California is on the verge of a fiscal meltdown. It has no credit and no cash. And once again, it is turning to local governments for a bailout.
I am referring specifically to the state’s plan to raid local HUTA (Highway User Tax Act) funds to solve the state’s budget crisis. A plan that by its very nature is illegal, unfair, irresponsible and unconstitutional.
To understand this, one must take into account the reasons why we have a gas tax in the first place.
These funds are intended to mitigate the damage done to our transportation infrastructure through overuse by properly linking repair and maintenance to a user-based fee in the form of a gas tax.
The theory is that for every mile that we drive, we are paying our fair share to ensure that the collective damage done by years of driving is offset through a direct funding mechanism.
The bottom line is transportation dollars are designed to fill the potholes in our roads, not the state budget.
I am very familiar with the California State Constitution. I have read it. I have argued the constitutionality of laws in accordance with it. I have helped amend it.
But I have always defended it. The fact is that the authorization to allow the state to seize local shares of transportation dollars to pay off state bonds and backfill the general fund does not exist.
Throughout the years, lawmakers have tinkered with the gas tax funding mechanism as a way to pay off various bonds, debts and state programs.
In 1974 voters approved Proposition 5 which allows the state to use up to 25 percent of gas tax revenue to pay off state accumulated debt and restricts changing the allotment of tax revenue local governments receive.
In essence, since 1974, local governments have always received their share of the gas tax pie despite changes in how the pie was divvied up.
In 1998, we saw increasingly desperate maneuvers by our state to use the gas pump as an ATM machine.
Proposition 2 was a measure placed on the ballot by lawmakers to allow the state to borrow revenue received from the state transportation tax for a period of up to three years.
Despite this radical shift in public policy and transportation funding, authorization was never granted to allow the state to seize the local share of transportation dollars to pay for debt or general fund services.
The burden of proof is on the state if they choose to use local transportation dollars to pay for state malfeasance.
The authorization for the state to rob local governments of transportation funding simply doesn’t exist.

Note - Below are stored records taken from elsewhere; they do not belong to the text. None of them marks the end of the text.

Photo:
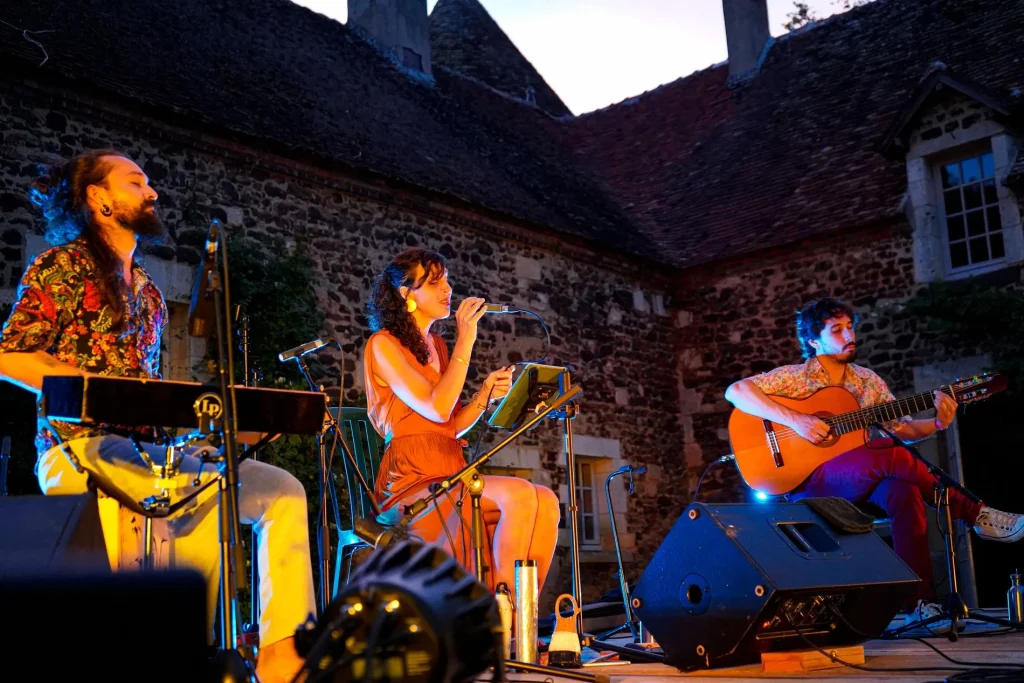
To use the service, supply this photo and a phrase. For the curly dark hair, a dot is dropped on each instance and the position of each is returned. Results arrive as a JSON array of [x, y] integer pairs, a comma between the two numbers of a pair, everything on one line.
[[59, 191], [387, 307], [811, 321]]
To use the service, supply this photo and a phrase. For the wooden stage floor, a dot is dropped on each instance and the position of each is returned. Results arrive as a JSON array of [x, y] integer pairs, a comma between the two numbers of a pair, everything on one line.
[[902, 653]]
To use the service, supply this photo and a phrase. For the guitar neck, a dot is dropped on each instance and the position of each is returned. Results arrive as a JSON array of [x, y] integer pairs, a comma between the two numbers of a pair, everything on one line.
[[894, 410]]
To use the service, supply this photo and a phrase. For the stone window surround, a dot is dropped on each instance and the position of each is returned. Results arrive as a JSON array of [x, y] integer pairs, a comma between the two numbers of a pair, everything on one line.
[[926, 208]]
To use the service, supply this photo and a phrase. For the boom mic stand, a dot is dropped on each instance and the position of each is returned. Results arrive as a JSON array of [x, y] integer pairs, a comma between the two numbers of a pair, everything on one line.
[[250, 380], [327, 487], [954, 608], [631, 621], [229, 663]]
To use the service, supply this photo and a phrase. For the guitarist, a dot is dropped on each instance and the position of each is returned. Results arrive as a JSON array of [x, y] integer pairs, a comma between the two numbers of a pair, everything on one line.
[[889, 477]]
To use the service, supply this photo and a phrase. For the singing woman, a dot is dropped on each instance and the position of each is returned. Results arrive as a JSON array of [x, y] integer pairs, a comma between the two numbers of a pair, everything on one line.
[[413, 397]]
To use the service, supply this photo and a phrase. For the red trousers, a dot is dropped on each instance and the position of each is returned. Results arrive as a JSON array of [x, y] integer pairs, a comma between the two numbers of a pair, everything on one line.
[[899, 483]]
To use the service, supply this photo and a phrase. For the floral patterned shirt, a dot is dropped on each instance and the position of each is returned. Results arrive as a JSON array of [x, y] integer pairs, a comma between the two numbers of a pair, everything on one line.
[[800, 381], [59, 309]]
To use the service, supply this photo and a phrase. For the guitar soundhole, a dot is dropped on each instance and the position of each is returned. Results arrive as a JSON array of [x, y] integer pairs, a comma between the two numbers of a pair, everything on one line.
[[833, 437]]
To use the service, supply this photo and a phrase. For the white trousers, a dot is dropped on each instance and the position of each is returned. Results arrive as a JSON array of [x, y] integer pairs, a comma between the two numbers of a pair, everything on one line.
[[269, 498]]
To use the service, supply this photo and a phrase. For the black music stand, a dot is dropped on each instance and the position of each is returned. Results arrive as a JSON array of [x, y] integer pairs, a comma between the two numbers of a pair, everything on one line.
[[532, 388], [954, 608]]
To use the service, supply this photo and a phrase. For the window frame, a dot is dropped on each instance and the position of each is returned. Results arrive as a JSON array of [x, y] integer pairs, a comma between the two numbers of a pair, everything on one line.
[[960, 154]]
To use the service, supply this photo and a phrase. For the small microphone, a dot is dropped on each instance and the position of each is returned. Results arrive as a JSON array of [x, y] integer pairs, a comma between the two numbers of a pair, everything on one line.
[[211, 239], [305, 348], [202, 310], [377, 535]]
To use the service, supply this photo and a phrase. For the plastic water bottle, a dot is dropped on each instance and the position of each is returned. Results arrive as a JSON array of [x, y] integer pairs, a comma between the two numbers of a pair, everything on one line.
[[526, 594], [1015, 599], [504, 598]]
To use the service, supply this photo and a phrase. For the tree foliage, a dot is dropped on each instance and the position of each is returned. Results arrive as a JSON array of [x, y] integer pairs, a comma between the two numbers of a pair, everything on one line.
[[802, 14], [977, 319]]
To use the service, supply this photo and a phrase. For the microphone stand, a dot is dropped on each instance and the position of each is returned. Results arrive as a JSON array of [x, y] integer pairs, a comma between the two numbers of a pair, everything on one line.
[[326, 488], [954, 608], [631, 621], [250, 381], [229, 664]]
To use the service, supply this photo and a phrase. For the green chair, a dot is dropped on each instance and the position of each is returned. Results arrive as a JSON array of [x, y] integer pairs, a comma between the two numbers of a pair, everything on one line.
[[367, 449]]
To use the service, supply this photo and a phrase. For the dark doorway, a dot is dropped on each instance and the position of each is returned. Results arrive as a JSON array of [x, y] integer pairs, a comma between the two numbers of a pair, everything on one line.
[[991, 439]]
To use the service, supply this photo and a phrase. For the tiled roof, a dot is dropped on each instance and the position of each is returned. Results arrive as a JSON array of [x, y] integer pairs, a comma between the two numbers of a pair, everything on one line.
[[691, 172], [709, 172], [301, 83], [465, 38]]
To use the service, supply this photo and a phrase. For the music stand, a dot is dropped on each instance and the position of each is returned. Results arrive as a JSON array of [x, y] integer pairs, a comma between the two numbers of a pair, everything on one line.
[[531, 389]]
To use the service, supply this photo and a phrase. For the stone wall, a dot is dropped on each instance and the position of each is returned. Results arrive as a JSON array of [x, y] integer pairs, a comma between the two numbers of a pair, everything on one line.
[[610, 323]]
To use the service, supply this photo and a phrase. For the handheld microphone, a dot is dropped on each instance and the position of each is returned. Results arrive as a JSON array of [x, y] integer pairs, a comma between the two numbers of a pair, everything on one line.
[[305, 348], [377, 535]]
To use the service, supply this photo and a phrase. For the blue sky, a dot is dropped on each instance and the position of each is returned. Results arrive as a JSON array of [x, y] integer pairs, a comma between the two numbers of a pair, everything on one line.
[[598, 52]]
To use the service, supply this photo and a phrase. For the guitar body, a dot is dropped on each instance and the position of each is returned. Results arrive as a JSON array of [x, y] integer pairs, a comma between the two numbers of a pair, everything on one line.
[[777, 465]]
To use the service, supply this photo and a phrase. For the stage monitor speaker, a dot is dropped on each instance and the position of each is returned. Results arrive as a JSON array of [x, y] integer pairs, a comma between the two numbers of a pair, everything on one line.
[[50, 534], [113, 627], [730, 582]]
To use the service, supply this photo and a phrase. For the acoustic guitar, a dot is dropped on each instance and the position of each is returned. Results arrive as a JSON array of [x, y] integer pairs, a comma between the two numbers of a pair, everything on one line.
[[773, 459]]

It is a fact.
Proposition 5 passed in 1974, and Proposition 2 in 1998, ensure this.
State lawmakers need to focus on solving California’s own budget crisis instead of trying to strap these problems onto the backs of cities and counties.
This budget is bad for California and bad for cities and counties that provide the services that taxpayers really care about.
Andy Pugno is a Folsom attorney and businessman who has represented local government entities for nine years.